The human voice is very versatile and carries a multitude of emotions. Emotion in speech carries extra insight about human actions. Through further analysis, we can better understand the motives of people and therefore emotion recognition plays an important role in human-computer interaction.
In my initial Literature review I found that a majority of Speech Emotion Recognition (SER) studies address the problem of SER considering emotions solely from the viewpoint of a single language. Therefore for the Major Research Project my aim will be: Build a model that helps classify basic emotions in English Language Test and extend the project to understand how the model performs and why it differs on Canadian French Language dataset.
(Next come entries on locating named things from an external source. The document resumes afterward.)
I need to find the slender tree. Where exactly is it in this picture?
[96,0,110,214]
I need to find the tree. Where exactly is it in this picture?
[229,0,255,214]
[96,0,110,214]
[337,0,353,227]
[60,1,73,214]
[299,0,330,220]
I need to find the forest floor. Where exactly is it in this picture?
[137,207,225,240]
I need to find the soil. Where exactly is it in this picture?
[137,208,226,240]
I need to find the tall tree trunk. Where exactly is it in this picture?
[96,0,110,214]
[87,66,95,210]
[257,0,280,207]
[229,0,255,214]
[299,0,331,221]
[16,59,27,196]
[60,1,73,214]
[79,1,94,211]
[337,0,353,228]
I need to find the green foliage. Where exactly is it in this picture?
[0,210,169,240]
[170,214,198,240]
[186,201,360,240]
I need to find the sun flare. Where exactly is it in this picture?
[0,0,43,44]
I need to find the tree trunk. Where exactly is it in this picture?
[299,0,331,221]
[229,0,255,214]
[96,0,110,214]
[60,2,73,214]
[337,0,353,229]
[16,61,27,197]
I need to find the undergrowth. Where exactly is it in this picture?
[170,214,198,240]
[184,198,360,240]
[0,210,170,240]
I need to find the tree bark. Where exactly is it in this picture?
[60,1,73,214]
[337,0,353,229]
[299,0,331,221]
For my MRP i’ll be using the following two datasets: English Language Dataset: https://zenodo.org/record/1188976#.Xo0dCFNKjOS French Language Dataset: https://zenodo.org/record/1478765#.Xo0cFVNKjOQ
The aim of my MRP will be: Build a model that’ll help classify basic human emotions in English Language. From the dataset i’ll classify happy, sad, fearful and surprise emotions (emotions that are present in both datasets) Test the model on Canadian French Language and help explain differences and highlight how emotions may differ depending on Language
I’ll be using the following tools and techniques: Google Colab Python’s librosa library to help convert wav files to numpy array Test Ensemble Methods and Deep Learning Models to help classify emotions (pick best model) Feature extraction methods to help reduce feature dimensions (audio pitch, frequency etc.)